The Board of Directors of Trammell Crow Company has unanimously approved the merger agreement and has recommended to its stockholders that they approve and adopt the agreement. Completion of the transaction is conditioned on, among other things, regulatory review and approval by the Company’s stockholders. The transaction is not conditioned on the receipt of financing by CB Richard Ellis Group, Inc. The transaction is expected to close late 2006 or early 2007.

Lazard Freres & Co.
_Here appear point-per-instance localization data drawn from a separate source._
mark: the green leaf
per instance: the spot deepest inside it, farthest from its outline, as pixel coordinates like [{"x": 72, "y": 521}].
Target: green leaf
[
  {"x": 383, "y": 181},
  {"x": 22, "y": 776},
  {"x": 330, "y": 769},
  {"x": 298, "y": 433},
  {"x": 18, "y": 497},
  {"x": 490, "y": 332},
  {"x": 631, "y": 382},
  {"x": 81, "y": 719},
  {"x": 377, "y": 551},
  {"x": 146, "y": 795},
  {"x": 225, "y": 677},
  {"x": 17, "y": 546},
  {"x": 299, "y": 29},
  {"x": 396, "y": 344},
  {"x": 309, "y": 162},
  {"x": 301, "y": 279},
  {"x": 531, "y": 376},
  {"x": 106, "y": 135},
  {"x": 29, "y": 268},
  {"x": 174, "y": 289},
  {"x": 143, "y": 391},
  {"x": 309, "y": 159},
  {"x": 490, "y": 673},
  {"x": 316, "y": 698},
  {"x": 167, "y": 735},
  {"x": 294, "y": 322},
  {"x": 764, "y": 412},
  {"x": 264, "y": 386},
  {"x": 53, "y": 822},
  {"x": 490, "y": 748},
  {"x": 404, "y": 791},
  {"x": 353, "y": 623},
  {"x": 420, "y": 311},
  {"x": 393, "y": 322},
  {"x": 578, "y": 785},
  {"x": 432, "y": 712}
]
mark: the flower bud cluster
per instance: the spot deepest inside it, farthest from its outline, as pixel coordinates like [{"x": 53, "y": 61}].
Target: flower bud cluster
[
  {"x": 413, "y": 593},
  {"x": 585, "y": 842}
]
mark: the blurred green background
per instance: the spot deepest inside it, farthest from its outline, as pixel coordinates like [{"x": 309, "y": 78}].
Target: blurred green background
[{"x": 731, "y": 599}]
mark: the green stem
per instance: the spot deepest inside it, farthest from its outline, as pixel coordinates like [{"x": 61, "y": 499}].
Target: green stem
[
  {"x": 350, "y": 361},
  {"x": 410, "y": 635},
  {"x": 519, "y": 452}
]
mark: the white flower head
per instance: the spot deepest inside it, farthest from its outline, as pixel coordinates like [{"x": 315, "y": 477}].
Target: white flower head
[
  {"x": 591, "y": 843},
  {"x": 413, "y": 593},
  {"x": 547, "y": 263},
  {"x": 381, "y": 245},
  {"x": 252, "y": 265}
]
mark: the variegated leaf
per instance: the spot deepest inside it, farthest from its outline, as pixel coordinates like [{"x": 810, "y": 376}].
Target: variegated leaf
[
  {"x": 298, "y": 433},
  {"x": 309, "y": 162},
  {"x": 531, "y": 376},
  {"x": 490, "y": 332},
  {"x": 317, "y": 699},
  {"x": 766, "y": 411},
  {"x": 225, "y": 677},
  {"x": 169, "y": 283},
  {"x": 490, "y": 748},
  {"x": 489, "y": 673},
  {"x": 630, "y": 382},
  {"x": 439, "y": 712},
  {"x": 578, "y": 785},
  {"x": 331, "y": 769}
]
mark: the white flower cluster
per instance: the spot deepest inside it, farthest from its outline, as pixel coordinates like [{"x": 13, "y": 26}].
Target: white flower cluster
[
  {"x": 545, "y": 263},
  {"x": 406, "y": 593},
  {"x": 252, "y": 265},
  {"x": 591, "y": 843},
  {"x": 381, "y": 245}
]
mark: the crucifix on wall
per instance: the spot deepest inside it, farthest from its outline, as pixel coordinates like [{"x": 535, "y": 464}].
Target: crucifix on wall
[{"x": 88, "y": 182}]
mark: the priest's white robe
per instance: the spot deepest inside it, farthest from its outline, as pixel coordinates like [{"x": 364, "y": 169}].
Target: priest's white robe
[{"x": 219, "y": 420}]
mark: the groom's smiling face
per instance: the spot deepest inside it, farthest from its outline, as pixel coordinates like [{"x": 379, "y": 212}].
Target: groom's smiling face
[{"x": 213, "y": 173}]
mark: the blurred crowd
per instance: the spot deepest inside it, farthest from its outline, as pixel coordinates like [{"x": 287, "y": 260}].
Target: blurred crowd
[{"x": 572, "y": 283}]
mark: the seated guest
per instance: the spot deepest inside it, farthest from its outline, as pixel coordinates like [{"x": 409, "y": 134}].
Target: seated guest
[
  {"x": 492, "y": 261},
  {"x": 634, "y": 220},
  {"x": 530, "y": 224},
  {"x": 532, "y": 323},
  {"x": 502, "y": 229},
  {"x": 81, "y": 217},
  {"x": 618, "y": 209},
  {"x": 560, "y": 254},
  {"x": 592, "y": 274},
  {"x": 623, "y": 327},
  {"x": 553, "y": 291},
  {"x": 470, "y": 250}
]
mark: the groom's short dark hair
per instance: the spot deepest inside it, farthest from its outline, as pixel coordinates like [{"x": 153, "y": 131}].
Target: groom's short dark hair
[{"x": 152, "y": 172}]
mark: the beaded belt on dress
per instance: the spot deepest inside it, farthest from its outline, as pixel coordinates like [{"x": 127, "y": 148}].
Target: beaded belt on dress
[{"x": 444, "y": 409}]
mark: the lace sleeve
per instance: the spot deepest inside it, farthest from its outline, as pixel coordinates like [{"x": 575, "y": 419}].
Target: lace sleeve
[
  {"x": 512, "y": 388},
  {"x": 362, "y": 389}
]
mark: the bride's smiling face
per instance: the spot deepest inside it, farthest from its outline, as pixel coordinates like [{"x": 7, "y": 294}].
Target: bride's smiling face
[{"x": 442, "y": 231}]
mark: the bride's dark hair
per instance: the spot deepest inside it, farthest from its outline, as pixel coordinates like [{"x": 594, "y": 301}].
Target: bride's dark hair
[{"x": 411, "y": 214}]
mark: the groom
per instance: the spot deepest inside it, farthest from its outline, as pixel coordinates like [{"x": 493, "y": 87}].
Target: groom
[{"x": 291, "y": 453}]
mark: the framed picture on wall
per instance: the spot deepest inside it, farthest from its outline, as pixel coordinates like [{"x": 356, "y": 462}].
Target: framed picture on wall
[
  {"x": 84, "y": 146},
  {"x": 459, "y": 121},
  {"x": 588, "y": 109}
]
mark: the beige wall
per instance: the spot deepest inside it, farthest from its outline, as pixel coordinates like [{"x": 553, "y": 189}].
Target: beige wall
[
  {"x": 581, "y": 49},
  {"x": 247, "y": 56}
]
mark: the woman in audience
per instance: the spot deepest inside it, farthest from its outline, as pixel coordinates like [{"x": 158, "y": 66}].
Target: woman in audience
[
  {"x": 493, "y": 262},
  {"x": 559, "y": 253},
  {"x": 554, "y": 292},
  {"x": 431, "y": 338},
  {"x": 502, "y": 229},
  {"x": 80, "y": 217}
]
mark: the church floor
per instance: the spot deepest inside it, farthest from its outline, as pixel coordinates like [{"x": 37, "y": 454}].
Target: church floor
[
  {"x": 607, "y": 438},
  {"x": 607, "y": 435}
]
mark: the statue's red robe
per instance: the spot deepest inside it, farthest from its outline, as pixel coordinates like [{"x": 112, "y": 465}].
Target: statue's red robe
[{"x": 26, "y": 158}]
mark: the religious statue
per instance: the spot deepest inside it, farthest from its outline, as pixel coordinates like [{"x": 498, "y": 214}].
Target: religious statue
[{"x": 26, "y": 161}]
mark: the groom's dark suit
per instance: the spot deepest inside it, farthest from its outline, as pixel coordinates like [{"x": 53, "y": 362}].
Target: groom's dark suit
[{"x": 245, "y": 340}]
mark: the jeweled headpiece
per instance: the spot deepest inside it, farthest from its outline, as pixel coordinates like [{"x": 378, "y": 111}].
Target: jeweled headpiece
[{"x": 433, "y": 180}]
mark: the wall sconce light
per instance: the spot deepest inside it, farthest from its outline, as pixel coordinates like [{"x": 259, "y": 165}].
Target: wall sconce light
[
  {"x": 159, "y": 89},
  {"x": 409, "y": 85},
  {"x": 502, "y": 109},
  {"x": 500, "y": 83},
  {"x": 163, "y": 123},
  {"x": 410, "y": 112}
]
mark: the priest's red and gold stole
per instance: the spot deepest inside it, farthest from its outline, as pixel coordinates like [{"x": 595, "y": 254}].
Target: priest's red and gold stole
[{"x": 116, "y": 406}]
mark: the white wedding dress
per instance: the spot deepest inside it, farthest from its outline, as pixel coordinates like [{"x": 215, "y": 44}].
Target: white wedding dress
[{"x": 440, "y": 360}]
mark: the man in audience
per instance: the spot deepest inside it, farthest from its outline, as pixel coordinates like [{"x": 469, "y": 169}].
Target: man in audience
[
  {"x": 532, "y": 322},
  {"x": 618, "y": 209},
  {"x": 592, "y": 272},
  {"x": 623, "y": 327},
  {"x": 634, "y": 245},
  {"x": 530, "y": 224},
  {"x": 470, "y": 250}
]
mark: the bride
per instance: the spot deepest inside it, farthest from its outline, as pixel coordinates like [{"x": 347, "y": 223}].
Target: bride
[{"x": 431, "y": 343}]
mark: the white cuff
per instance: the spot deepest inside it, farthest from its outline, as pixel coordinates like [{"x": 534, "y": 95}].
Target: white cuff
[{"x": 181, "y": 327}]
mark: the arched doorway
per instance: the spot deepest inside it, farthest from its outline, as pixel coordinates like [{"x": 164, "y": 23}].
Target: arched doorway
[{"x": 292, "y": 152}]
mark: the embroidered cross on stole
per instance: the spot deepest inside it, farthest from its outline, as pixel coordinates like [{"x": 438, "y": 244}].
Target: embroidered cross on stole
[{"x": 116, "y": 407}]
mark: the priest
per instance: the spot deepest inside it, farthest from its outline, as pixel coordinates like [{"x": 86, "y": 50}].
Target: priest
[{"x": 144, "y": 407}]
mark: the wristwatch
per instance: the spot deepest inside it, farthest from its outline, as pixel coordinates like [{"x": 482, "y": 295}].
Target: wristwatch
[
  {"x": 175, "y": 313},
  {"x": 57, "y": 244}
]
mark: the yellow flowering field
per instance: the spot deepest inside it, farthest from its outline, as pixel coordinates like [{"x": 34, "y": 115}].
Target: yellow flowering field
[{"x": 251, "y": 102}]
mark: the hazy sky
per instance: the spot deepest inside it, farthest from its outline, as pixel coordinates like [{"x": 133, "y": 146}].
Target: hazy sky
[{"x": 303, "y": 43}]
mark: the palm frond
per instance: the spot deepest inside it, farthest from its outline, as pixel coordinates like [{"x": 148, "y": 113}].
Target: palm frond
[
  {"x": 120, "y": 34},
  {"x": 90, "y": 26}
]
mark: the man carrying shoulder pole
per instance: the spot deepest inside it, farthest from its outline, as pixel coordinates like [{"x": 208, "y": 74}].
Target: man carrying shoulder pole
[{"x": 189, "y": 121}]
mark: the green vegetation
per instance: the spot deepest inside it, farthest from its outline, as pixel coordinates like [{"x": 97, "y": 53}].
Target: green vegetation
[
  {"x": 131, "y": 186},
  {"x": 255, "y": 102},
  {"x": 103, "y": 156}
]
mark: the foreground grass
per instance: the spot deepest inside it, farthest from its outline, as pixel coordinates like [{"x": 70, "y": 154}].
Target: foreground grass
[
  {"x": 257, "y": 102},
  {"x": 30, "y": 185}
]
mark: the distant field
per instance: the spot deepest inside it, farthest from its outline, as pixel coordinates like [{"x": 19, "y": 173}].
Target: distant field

LLC acted as financial advisor to the Company and provided a fairness opinion to the Board of Directors of the Company in connection with the transaction.

Founded in 1948, Trammell Crow Company is one of the largest diversified commercial real estate services companies in the world.

The Company provides brokerage, project management, building management, and development and investment services to both investors in and users of commercial real estate.

In addition to its full service offices located throughout the United States, the Company has offices in Canada, Europe, Asia and Latin/South America focused on the delivery of real estate services to user clients. The Company delivers brokerage services outside the United States through strategic alliances with leading providers.

The Company delivers building management, brokerage, and project management services in India through Trammell Crow Meghraj, India’s leading property services company jointly owned by the Company and certain international partners.

Trammell Crow Company is traded on the New York Stock Exchange under the ticker symbol “TCC” and is located on the World Wide Web at www.trammellcrow.com.